Twitter blocked the original tweet behind a misleading warning label, pointing to a USA Today fact check of the theory that rated it "false" based on Ms Pelosi herself leaving office on 3 January if no election goes ahead.

The 20th amendment of the US Constitution says the president and vice president must leave office if no successor has been chosen by the end of their term on 20 January.

While the Presidential Succession Act of 1947 determined that the next in the line of presidential succession is the speaker of the House, the Constitution also places an end date on Pelosi's term at noon on 3 January.

If Ms Pelosi is not re-elected due to a delayed vote, the next in line to assume the office of president would be the "President Pro Tempore" of the Senate, who is currently Republican Chuck Grassley of Iowa.

If no election was held, however, the 22 Republican Senate seats up for re-election would remain vacant, giving Democrats the majority and allowing them to elect a new President Pro Tempore - who would then become president.
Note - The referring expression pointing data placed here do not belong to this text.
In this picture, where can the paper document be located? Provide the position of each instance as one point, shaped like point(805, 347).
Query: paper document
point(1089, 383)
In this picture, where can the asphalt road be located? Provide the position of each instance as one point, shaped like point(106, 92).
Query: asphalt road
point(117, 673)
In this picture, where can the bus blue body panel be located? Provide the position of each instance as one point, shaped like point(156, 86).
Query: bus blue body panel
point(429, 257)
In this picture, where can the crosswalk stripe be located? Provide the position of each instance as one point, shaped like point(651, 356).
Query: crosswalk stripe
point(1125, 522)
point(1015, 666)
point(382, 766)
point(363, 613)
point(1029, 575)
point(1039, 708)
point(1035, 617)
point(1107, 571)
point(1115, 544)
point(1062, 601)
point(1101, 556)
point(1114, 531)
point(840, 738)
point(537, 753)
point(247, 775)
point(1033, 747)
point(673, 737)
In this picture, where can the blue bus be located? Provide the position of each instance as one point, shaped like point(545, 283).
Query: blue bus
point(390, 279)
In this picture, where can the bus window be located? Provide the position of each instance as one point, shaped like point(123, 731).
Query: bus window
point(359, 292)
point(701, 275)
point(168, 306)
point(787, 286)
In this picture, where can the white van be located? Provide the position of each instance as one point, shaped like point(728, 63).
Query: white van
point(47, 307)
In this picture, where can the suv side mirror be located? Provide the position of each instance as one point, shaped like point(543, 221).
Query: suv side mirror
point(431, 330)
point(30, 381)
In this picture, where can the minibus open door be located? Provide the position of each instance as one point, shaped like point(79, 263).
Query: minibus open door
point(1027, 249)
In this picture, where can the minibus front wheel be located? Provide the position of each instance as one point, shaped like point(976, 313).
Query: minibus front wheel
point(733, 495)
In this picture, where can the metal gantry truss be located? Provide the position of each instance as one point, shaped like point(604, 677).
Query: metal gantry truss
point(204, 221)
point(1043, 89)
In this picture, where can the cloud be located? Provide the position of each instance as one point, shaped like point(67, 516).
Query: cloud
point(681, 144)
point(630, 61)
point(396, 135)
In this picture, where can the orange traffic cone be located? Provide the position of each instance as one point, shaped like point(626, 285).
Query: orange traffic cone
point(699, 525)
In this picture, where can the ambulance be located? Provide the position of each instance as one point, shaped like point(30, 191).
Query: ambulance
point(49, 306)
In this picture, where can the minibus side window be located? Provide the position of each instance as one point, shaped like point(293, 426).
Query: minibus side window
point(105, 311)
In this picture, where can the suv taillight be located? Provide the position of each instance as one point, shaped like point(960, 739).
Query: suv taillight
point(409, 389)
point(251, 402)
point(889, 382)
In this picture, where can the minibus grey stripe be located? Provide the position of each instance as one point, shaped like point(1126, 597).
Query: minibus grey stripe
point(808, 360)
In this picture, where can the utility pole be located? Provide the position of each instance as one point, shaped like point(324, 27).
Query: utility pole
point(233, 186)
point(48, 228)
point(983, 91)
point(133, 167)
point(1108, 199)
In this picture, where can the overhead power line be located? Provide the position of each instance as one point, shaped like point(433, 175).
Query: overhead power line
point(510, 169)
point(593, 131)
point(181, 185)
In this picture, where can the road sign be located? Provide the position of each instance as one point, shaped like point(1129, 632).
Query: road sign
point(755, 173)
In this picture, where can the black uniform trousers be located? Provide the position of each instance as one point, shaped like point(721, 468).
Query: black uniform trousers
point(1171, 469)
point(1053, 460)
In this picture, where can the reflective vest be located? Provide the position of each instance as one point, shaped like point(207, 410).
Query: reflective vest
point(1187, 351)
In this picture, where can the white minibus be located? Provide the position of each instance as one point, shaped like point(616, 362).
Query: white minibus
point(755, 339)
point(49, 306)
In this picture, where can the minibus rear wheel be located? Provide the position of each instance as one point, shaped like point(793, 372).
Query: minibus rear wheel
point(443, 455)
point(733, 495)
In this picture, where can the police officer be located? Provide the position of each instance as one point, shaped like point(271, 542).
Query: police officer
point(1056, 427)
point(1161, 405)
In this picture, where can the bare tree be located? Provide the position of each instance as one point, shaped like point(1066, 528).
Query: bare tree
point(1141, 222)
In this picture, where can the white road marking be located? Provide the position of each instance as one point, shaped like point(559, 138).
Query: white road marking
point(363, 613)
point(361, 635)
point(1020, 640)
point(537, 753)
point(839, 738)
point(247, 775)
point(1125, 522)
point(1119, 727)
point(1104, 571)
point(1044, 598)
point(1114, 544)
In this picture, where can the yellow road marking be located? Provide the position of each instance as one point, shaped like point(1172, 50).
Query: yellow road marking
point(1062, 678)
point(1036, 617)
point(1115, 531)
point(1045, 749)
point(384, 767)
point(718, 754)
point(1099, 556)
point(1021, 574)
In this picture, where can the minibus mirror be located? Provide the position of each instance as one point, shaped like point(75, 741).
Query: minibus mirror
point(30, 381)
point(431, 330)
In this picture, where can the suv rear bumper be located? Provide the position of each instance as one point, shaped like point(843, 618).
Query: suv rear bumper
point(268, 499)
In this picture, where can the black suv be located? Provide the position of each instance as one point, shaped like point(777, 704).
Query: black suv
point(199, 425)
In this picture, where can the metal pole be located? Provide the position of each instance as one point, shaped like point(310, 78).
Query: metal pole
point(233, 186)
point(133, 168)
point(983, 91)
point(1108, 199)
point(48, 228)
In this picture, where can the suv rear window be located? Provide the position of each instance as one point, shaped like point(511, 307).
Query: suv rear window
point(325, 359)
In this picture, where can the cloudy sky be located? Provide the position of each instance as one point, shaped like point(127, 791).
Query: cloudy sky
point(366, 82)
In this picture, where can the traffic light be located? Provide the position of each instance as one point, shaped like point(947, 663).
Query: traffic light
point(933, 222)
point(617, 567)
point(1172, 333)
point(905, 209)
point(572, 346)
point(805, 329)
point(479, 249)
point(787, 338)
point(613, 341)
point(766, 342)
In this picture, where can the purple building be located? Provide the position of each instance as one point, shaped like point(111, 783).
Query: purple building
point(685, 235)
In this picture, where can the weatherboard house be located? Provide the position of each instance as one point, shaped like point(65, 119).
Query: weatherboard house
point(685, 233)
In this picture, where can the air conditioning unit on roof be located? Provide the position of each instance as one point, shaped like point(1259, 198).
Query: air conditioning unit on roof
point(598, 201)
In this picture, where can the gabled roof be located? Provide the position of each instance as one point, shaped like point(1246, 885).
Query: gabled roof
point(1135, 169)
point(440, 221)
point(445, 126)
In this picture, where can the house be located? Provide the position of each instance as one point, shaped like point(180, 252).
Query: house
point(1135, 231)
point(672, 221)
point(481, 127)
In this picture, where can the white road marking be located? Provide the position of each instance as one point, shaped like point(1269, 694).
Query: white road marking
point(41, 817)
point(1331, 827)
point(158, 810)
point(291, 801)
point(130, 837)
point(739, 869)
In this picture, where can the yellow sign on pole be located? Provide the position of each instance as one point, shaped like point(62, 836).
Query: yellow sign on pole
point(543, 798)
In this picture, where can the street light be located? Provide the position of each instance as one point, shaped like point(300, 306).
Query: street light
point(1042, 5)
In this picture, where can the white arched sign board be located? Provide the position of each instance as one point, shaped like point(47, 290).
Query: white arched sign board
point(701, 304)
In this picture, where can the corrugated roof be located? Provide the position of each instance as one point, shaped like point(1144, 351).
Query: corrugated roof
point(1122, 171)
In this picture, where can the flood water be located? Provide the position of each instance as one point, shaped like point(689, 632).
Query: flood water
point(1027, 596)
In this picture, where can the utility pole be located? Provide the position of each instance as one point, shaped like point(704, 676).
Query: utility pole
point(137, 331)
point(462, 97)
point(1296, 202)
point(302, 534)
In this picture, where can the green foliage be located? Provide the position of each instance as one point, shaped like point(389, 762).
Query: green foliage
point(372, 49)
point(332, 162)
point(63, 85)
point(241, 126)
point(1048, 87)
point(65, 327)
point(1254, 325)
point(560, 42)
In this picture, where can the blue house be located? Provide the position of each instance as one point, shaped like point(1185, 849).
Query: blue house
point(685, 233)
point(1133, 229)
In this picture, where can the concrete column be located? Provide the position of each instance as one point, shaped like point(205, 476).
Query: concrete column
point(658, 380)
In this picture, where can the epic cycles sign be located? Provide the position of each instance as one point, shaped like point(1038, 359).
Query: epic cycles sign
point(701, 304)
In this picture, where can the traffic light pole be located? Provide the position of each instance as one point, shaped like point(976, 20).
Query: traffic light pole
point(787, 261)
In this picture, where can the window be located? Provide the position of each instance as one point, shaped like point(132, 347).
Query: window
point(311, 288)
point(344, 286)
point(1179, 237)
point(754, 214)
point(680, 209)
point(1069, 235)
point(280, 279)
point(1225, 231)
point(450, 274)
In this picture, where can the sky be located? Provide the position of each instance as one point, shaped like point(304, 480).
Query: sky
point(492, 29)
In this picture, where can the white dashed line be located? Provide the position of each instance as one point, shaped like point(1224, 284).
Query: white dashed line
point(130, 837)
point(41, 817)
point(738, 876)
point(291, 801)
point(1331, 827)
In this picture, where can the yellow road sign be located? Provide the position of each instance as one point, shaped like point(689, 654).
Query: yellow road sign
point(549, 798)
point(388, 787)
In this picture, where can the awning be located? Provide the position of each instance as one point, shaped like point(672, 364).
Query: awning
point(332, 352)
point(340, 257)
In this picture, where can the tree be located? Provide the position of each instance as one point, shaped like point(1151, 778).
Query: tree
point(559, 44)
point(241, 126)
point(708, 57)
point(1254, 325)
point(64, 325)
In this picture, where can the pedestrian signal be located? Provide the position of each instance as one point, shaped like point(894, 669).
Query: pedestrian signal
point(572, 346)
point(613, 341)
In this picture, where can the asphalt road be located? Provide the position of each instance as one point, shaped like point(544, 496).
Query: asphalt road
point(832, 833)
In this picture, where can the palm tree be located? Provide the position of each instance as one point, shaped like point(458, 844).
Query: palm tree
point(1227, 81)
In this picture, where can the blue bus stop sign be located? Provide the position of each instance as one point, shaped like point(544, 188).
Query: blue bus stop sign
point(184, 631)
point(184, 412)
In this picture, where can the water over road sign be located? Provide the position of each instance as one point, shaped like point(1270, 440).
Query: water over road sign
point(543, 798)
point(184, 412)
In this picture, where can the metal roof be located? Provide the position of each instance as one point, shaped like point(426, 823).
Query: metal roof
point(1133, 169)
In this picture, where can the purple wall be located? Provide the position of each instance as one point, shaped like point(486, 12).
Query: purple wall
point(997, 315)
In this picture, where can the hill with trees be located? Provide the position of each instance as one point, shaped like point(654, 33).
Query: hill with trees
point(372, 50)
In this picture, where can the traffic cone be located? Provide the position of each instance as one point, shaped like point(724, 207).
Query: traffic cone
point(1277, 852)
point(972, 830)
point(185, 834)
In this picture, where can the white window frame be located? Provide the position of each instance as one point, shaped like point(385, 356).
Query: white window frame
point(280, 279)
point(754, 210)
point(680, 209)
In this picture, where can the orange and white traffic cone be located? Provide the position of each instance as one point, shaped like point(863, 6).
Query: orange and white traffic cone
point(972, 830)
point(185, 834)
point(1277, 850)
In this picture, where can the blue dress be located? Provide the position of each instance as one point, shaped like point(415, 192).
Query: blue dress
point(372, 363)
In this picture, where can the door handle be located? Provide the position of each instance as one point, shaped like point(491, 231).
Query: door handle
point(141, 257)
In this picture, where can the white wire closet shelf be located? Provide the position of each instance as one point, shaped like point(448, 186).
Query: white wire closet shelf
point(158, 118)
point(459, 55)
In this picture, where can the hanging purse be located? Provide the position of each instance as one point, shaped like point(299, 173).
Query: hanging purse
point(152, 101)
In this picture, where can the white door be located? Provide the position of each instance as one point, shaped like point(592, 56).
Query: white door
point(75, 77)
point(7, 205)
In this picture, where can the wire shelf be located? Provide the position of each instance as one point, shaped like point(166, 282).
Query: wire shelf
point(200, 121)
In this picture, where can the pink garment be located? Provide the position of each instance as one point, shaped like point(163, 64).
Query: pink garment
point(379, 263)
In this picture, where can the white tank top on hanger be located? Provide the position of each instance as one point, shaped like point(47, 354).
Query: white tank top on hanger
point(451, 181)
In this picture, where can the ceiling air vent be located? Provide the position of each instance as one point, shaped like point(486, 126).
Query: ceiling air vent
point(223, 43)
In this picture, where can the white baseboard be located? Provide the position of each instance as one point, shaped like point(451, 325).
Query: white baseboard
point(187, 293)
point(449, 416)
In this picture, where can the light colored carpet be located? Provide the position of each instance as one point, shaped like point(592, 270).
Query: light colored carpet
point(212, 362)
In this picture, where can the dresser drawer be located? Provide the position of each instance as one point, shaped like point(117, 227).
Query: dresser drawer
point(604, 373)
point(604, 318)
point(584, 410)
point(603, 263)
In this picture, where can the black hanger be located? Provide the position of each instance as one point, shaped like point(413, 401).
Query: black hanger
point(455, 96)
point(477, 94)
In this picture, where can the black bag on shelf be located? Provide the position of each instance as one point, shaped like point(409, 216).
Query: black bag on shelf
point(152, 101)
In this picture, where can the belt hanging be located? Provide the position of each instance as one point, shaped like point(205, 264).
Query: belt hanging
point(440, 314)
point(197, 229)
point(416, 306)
But that line of presidential succession is based on the premise that the election would be delayed beyond 20 January, rather than Mr Trump's latest suggestion that if the election goes ahead with widespread mail-in voting the results would not be known until after the deadline.

If the election goes ahead and Ms Pelosi is re-elected with results certified before her 3 January deadline, while presidential election results are not certified until after Mr Trump's 20 January deadline, the "mad theory" is that she could be placed in the White House.

"What's going to happen when you have 150 million votes and you have 51 million, 51 million votes, think of it, they're going to send out 51 million, it could be higher than that, 51 million votes, no signature verification on many of them," Mr Trump said on Friday.

"The other thing is if you do this you'll never have an election count on November 3rd... You're not going to be able to know the end of this election, in my opinion, for weeks, months, maybe never, maybe years but maybe never, because once you go past the first week you're never going to know."